# Personal treatment plan.



## Thomas Rymer (Jan 4, 2008)

I decided today that I am well and truly tired of this disorder. So I've made a treatment plan for myself. I refuse to go to doctors and psychologists so I basically have to rely upon my own judgement (fortunately this is not so bad as one might think).

I am already doing the following:
Making sure to take sufficient vitamins (especially B complex and codliver oil). Not doing it every day but it should be sufficient.

Have tried: increased social interaction. I thought that a lack of social interaction might have been a large factor. While I still believe it to be an aggravating factor at times (one can hardly try to restart empathy without other people) I do not consider it a solution in itself.

So, since empathy might take time and closer interaction then I currently have available I've decided to work on the cognitive aspects, namely attention, memory and "processor speed".

1) Tai Chi & Zhan Zhuang excersizes. These are basically for overall effect, one needs a healthy body for a healthy mind. Properly done there are other benefits of course such as concentration and previous experience with Zhan Zhuang has shown it to be a viable alternative to regular exercise.

2) Building a memory palace/learning programming. This is basically to consciously structure my mind. You see, I have never been quite happy with what I have been given and have decided that the mind at least could stand substantial improvement. This should help with many of the cognitive aspects. If it doesn't reboot these aspects then at least it will compensate for the loss/deterioration of them. If I can no longer enjoy a reading/comprehension speed 5 times faster then my peers, I shall have to compensate with a better memory.

3) Increase knowledge of psychology, religion and other topics including if time permits a healthy amount of general knowledge. Why? Because it might help as well, it wouldn't be the first time man has tried to create sentience by cramming an enormous amount of facts together.

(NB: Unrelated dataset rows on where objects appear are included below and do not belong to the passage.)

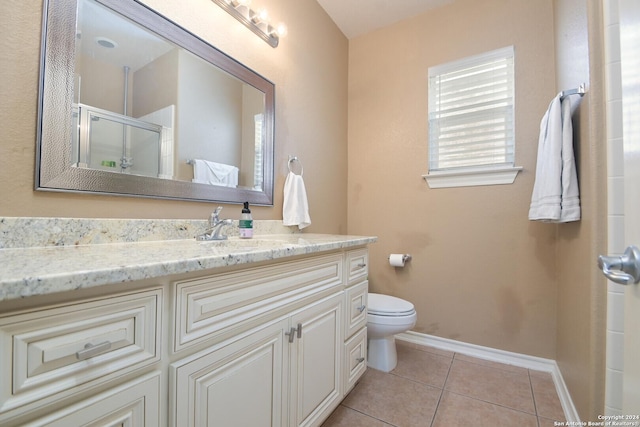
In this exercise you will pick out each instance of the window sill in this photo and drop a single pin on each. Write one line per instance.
(472, 177)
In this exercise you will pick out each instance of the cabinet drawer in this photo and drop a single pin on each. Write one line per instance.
(240, 300)
(134, 404)
(45, 352)
(356, 308)
(358, 265)
(355, 359)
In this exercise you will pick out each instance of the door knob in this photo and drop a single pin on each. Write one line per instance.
(624, 269)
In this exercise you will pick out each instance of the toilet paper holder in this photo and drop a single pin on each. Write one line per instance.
(405, 257)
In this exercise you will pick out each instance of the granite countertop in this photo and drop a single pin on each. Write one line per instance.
(41, 270)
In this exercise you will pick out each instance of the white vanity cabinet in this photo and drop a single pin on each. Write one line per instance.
(284, 373)
(275, 359)
(275, 343)
(53, 356)
(355, 323)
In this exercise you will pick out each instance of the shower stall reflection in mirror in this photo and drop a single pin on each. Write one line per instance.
(114, 142)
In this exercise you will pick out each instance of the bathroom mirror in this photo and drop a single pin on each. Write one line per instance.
(133, 104)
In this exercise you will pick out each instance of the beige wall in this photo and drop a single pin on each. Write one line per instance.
(581, 287)
(309, 69)
(481, 272)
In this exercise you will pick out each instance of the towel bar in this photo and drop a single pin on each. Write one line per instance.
(295, 159)
(580, 90)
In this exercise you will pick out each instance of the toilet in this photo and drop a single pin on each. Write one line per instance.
(386, 316)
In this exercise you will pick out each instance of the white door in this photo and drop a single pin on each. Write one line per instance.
(630, 54)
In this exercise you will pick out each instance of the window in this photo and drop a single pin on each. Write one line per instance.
(471, 121)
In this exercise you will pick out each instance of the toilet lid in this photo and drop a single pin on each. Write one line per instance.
(387, 305)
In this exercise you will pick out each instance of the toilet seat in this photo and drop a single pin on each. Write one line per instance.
(386, 305)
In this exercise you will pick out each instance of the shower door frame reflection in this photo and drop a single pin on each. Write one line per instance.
(125, 162)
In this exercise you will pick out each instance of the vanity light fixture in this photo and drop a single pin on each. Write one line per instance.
(256, 21)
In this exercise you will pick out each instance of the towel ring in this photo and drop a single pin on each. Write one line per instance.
(291, 160)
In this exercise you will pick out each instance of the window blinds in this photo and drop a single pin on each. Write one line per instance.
(471, 119)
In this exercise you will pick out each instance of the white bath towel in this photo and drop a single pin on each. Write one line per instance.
(295, 209)
(556, 197)
(207, 172)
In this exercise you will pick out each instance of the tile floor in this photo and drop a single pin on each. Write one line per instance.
(435, 388)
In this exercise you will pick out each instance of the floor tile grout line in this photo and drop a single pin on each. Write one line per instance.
(444, 384)
(533, 394)
(368, 415)
(492, 403)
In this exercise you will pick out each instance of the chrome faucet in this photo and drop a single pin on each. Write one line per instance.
(215, 226)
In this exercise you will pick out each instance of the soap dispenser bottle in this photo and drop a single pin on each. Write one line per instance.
(246, 223)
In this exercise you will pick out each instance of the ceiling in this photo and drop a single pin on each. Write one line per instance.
(358, 17)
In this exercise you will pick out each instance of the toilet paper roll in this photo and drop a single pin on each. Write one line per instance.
(396, 260)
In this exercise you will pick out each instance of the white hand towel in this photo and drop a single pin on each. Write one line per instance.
(295, 209)
(207, 172)
(555, 195)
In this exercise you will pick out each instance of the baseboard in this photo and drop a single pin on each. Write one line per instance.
(501, 356)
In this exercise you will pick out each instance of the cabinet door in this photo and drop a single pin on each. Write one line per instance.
(238, 384)
(315, 386)
(355, 308)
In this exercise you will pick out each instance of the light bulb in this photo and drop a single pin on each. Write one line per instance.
(237, 3)
(260, 16)
(281, 30)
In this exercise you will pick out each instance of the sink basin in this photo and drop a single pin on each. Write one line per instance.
(254, 243)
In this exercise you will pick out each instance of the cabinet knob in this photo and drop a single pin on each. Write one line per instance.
(291, 334)
(91, 350)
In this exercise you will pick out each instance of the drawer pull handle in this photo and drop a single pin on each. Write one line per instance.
(299, 330)
(91, 350)
(291, 334)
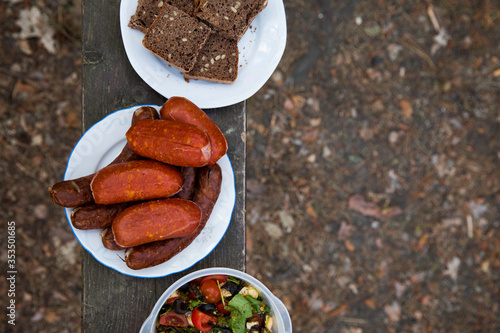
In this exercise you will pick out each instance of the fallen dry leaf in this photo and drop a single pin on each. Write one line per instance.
(393, 311)
(358, 203)
(406, 108)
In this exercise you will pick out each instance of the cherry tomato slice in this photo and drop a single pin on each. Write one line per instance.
(211, 291)
(201, 320)
(220, 277)
(221, 308)
(174, 319)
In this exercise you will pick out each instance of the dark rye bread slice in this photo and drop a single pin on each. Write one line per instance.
(217, 60)
(233, 17)
(176, 37)
(147, 11)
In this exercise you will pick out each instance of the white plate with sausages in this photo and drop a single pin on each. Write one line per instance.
(261, 49)
(97, 148)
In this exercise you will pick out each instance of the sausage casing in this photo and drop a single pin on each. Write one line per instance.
(182, 109)
(208, 186)
(171, 142)
(156, 220)
(108, 240)
(95, 216)
(135, 181)
(77, 192)
(188, 183)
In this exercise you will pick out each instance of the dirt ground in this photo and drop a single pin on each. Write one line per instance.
(373, 174)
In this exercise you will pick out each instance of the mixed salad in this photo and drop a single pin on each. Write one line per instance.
(215, 303)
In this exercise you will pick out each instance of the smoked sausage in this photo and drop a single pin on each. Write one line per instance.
(182, 109)
(188, 183)
(208, 186)
(171, 142)
(76, 192)
(156, 220)
(108, 240)
(95, 216)
(135, 181)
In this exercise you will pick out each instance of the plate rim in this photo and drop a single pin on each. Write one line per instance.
(131, 274)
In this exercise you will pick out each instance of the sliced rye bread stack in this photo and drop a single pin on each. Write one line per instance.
(182, 40)
(176, 37)
(217, 60)
(231, 17)
(147, 11)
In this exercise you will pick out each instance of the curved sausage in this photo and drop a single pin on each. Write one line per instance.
(135, 181)
(182, 109)
(76, 192)
(208, 185)
(156, 220)
(171, 142)
(95, 216)
(188, 183)
(108, 240)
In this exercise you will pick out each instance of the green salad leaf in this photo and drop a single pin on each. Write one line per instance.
(241, 310)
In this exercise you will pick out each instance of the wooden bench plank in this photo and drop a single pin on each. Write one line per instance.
(113, 302)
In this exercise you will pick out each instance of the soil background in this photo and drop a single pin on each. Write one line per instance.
(373, 165)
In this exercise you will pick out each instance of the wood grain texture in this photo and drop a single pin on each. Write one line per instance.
(113, 302)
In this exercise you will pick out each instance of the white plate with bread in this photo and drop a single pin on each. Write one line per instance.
(260, 50)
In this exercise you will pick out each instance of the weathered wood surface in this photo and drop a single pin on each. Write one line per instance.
(113, 302)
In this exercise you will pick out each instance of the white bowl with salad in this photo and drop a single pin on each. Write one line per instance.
(218, 300)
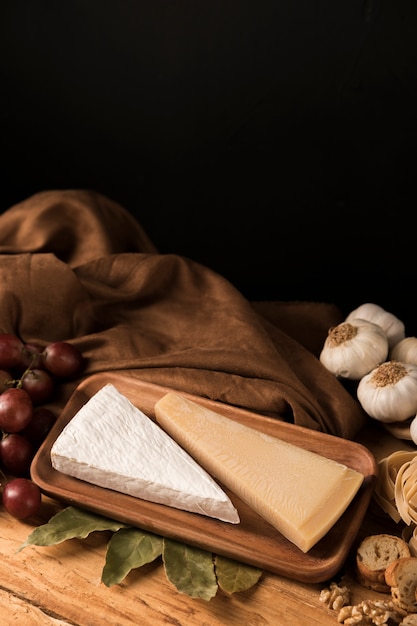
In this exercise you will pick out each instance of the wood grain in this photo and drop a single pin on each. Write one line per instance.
(253, 540)
(60, 585)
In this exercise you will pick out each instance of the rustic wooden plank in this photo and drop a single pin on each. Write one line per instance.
(60, 585)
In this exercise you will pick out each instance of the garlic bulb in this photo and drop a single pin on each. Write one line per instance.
(389, 392)
(405, 350)
(413, 430)
(394, 327)
(353, 349)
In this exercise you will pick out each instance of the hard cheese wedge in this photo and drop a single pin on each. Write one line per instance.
(301, 493)
(112, 444)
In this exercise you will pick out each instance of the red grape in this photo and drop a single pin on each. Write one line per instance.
(62, 359)
(16, 409)
(10, 351)
(38, 384)
(16, 454)
(21, 498)
(39, 426)
(6, 380)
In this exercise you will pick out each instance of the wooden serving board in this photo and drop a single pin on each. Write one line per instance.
(253, 540)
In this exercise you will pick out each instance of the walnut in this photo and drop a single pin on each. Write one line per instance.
(370, 612)
(335, 596)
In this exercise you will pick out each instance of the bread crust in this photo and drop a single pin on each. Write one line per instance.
(401, 577)
(374, 554)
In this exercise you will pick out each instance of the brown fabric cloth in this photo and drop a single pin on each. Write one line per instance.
(76, 266)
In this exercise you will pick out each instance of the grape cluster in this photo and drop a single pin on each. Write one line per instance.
(28, 377)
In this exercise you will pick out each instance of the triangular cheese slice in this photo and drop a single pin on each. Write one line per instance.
(301, 493)
(112, 444)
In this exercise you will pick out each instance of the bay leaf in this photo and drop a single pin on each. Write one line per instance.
(233, 576)
(70, 523)
(189, 569)
(129, 548)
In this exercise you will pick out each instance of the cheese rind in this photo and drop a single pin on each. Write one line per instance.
(301, 493)
(112, 444)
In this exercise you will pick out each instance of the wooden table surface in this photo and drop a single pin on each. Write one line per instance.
(60, 585)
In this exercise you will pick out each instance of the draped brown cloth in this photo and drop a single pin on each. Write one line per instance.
(76, 266)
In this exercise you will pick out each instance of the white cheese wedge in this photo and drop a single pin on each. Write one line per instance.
(112, 444)
(301, 493)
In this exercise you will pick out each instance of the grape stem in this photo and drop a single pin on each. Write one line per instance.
(19, 381)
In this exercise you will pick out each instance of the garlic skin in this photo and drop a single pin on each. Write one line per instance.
(393, 327)
(353, 349)
(405, 350)
(389, 392)
(413, 430)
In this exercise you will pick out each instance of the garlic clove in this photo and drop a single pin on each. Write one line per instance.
(413, 430)
(353, 349)
(393, 326)
(389, 392)
(405, 350)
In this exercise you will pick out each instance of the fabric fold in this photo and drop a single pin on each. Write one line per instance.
(76, 266)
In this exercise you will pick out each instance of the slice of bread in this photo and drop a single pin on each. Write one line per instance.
(373, 556)
(401, 576)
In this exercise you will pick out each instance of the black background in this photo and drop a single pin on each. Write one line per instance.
(274, 141)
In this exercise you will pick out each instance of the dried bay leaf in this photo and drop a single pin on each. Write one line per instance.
(70, 523)
(233, 576)
(193, 571)
(189, 569)
(129, 548)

4) Clean my room. My room has deteriorated to such an extend that one needs the acrobatic skills of a ninja from a Japanese B movie to get from the bed to the PC. I hope that a less messy and more spacier room will promote clearer thinking and have many other benefits. Perhaps I might be able to create a more ordered mind by making a more ordered room. In any case there are few bad sides to this and I have an ideal opportunity to do it right now.

5) Develop that old ruthless attitude towards myself and also to different problems in my life. I've never taken to the approach done by many on this forum (or at least so it sees), sometimes it is best to be gentle with others but utterly ruthless with yourself. Feel free to object to this though, we might have an amusing discussion about it. I'm going to draw up a small list after this post of problems most likely to be contributing to DPDR. I will not accept them, if I have to sacrifice something, so be it. Such is the nature of change.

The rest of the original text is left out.